Your first idea isn’t always your best idea. Discovery done right produces a menu of options before identifying the best solution for you.
- Frame of reference
Creating a frame of reference is Design 101. If you don’t understand project parameters, you’re guaranteed to work on the wrong problem.
- Actionable solutions
It’s not a problem worth your attention if there’s nothing you can do about it. Discovery focuses on solutions and actions that produce measurable results.
- Impactful decisions
If you want efficiency, make smarter decisions earlier. The Discovery phase helps you make decisions and work smarter without working harder.
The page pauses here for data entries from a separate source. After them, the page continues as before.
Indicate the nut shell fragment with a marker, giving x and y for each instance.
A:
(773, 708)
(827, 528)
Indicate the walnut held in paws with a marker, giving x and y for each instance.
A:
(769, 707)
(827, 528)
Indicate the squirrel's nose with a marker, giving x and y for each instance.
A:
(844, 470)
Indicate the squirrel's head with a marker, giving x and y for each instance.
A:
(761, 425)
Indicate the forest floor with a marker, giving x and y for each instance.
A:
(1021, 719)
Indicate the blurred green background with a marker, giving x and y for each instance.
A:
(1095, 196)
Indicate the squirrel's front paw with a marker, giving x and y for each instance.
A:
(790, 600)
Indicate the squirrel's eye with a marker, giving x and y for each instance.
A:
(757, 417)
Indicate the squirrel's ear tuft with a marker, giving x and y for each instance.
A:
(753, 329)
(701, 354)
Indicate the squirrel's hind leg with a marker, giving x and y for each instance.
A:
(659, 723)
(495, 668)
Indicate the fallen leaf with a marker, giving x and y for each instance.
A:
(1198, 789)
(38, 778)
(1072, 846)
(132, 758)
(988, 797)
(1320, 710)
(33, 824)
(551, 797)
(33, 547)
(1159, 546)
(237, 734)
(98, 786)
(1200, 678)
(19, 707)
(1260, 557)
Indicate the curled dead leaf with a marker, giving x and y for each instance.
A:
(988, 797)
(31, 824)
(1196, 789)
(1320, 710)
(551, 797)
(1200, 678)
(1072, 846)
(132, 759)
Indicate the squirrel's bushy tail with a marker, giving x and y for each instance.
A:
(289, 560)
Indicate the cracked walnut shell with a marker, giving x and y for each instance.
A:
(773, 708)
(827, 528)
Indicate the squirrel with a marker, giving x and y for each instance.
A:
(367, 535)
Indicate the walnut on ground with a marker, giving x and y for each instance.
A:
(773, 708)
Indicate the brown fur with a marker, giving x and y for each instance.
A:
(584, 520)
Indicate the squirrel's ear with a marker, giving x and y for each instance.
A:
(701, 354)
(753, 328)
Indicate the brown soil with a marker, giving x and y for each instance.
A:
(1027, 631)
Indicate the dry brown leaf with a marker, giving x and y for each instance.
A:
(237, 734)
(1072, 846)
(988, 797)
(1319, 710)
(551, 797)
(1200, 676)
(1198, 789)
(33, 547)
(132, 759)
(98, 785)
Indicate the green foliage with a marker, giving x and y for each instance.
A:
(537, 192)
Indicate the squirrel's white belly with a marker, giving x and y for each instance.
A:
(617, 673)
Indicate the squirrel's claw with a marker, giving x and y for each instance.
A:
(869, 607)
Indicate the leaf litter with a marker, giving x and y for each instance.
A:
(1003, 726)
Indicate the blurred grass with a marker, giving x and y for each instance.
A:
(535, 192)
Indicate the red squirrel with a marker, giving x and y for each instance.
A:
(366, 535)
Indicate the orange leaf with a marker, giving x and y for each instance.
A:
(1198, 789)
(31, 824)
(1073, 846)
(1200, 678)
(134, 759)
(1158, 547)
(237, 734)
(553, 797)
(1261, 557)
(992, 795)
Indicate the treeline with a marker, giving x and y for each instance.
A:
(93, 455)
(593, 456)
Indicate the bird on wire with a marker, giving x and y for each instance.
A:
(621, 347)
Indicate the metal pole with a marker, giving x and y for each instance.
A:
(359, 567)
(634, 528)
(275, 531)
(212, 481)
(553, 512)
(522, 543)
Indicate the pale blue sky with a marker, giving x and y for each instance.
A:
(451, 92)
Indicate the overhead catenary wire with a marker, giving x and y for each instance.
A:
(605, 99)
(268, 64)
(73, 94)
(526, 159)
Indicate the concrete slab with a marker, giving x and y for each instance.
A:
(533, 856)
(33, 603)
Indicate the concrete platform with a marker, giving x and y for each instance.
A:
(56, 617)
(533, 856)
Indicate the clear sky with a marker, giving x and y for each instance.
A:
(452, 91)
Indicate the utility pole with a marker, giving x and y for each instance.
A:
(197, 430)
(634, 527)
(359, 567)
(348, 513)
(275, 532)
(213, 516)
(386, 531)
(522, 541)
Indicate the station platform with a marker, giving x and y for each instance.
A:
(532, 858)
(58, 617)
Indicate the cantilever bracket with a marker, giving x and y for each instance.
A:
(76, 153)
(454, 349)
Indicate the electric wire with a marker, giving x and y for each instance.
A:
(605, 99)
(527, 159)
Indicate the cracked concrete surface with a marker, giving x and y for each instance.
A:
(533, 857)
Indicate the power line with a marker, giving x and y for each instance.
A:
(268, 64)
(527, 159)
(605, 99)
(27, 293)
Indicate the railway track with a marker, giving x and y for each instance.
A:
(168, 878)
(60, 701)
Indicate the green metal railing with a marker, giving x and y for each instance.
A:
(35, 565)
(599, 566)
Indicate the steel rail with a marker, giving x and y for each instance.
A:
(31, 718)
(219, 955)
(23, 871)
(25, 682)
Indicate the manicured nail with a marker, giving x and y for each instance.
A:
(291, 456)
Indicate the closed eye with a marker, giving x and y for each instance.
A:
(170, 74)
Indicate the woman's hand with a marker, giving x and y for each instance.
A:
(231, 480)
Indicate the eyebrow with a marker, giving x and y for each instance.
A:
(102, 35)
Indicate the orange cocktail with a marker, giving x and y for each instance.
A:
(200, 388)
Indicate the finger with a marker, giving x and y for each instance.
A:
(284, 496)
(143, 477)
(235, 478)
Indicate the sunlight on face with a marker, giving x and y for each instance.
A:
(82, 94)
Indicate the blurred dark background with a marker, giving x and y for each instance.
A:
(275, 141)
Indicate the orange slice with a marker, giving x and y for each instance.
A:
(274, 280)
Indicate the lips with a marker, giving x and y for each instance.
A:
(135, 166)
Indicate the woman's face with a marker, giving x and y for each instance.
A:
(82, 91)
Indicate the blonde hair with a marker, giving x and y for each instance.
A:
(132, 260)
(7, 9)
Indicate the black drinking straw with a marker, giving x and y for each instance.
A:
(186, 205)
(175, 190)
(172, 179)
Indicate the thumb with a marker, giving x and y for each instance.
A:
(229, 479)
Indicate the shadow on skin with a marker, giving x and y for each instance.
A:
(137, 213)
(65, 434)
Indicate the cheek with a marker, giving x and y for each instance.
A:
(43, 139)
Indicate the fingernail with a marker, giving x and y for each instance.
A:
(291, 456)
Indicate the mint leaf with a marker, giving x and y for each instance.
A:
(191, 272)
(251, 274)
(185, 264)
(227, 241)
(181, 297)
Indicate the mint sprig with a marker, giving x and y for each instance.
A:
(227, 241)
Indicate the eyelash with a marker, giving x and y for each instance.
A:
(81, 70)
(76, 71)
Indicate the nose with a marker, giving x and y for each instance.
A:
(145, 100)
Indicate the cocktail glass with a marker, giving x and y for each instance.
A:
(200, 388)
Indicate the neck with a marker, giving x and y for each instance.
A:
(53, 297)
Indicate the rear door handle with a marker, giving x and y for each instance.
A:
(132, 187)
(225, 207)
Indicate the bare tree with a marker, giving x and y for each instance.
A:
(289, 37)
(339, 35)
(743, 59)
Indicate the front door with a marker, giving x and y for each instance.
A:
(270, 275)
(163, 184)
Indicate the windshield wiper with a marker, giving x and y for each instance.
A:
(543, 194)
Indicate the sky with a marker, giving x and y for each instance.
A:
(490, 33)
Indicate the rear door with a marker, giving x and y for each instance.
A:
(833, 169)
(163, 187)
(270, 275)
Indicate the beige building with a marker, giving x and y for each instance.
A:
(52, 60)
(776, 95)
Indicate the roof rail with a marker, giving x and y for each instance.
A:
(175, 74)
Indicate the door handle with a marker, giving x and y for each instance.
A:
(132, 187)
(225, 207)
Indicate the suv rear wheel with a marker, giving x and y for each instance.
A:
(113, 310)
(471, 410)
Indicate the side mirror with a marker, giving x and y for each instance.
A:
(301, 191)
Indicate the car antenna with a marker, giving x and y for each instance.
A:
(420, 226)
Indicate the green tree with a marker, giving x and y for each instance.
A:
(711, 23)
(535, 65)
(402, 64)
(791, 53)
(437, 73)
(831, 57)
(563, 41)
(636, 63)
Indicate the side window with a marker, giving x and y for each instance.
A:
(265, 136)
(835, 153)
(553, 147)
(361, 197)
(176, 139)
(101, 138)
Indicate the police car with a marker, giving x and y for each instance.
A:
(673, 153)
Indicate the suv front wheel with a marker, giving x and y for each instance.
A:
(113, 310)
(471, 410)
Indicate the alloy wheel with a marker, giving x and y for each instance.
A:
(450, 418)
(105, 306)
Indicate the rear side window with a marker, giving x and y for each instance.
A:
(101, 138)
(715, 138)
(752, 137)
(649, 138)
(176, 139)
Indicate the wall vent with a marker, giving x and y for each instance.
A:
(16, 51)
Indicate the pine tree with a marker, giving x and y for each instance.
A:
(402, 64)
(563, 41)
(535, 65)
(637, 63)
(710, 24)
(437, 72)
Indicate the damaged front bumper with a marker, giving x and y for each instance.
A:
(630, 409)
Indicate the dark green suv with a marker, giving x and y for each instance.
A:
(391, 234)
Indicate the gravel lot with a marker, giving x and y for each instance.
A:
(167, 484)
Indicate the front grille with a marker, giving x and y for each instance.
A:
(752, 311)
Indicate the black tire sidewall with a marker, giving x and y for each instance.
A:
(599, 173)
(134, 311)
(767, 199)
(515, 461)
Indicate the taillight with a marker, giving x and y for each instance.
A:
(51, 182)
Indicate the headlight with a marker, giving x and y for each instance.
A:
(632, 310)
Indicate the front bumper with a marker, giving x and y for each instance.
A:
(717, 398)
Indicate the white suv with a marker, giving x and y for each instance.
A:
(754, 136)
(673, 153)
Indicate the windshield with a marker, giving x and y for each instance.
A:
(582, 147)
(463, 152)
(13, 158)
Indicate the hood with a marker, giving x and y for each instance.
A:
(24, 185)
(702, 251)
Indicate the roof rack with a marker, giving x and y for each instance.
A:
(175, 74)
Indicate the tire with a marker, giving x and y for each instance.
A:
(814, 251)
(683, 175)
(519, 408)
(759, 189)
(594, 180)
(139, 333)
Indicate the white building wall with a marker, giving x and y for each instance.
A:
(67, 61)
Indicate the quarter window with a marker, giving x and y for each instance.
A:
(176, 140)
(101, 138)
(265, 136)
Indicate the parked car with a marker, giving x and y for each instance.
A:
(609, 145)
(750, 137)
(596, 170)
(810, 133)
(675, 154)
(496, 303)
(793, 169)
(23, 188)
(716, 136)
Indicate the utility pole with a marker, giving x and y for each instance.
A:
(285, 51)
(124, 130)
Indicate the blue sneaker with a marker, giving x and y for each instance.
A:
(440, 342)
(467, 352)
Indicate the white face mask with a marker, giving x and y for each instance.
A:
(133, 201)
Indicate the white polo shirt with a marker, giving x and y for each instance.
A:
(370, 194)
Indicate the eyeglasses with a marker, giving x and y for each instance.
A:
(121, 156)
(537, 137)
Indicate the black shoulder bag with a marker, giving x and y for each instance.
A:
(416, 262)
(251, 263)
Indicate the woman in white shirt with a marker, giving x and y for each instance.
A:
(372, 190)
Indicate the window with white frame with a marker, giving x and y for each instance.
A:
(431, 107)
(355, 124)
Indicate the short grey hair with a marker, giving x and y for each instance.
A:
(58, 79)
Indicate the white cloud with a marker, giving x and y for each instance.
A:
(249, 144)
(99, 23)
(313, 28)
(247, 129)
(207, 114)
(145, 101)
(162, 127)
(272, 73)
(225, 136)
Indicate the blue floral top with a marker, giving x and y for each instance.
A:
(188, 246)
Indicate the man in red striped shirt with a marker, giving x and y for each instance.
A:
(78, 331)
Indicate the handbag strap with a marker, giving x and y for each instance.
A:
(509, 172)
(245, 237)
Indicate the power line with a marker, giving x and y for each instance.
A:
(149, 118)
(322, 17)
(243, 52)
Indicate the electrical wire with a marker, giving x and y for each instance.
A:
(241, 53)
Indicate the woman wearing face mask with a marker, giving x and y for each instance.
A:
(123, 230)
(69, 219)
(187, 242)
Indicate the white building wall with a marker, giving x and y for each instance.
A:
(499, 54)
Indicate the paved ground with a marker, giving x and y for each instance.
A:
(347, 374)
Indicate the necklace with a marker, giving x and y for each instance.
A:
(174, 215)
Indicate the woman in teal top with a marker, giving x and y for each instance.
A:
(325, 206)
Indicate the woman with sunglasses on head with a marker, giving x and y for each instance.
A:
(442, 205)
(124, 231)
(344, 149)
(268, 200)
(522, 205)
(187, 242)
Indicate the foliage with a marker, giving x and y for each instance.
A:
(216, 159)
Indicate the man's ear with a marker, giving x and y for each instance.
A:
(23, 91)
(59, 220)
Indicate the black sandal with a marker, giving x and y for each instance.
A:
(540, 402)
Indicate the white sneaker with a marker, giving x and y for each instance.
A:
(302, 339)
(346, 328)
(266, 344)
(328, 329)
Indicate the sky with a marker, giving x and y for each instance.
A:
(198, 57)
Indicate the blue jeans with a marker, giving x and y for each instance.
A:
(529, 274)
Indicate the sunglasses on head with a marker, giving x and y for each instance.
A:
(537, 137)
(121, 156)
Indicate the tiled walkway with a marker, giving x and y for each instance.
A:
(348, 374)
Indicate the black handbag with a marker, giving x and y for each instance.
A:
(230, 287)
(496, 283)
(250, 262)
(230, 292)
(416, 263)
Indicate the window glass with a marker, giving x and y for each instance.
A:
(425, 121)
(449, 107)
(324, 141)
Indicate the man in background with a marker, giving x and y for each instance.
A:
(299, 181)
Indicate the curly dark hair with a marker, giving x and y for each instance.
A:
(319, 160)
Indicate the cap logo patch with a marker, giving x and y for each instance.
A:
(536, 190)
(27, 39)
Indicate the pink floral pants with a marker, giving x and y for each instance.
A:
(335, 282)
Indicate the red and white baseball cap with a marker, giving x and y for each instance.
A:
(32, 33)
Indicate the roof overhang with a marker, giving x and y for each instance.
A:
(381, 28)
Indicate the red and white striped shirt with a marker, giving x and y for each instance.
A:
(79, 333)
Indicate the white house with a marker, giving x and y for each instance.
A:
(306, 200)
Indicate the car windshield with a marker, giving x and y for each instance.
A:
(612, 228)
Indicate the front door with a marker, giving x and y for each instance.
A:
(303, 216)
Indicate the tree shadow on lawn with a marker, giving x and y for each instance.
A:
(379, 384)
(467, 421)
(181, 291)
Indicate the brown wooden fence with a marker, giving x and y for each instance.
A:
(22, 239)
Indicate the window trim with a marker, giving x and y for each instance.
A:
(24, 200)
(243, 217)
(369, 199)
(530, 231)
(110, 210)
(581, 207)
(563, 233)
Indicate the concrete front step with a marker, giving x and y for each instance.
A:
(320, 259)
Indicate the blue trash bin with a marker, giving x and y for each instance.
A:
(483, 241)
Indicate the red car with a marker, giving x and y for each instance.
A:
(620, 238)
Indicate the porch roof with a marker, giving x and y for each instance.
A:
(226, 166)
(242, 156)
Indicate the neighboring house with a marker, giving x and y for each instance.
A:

“By failing to prepare, you are preparing to fail.” ― Benjamin Franklin
Discovery prepares your project and helps you plan
Planning separates the amateurs from the pros. So many setbacks come from inadequate planning and poor preparation. Jumping into design and development without proper planning is an expensive lesson in wastefulness.
- Focus and simplicity
Discovery brings focus to a redesign project. Solutions are often simpler than you’d think. And without focus and clarity, it’s impossible to chart your course through the rest of your project.
- Goals and challenges
Good planning requires clear-cut goals and knowledge of your unique challenges. It’s alarming how many projects begin with ambiguous goals and unknown difficulties lurking ahead. Planning during Discovery prevents unexplored obstacles from popping up later.
- Scope and specs
No project stays within its budget without a scope outline and detailed specifications. How can you plan your project if you don’t understand the scope of the work?
- Budget range and timelines
From a business owner’s point of view, this is where the conversation wants to begin. How much does it cost? Followed by… When will it be done? You’re in luck. The Discovery phase accurately addresses budget and timelines. Unfortunately, this isn’t the first step in the process. Providing accurate estimates requires a good amount of due diligence. This happens before establishing the squirrely variables of time and money.
- Strategic planning
Strategic planning is simply prioritization and alignment of resources. It’s one thing to plan the sequence of work to be done. But add some dependencies to the mix and it’s smart to think about a shared strategy. Strategic planning focuses and organizes the efforts of the team.
I may have saved the best for last. Planning during the Discovery phase provides instructions for the project ahead. These instructions are the blueprints that shave weeks off the schedule (and save thousands in production). Don’t jump into a redesign project without a written plan.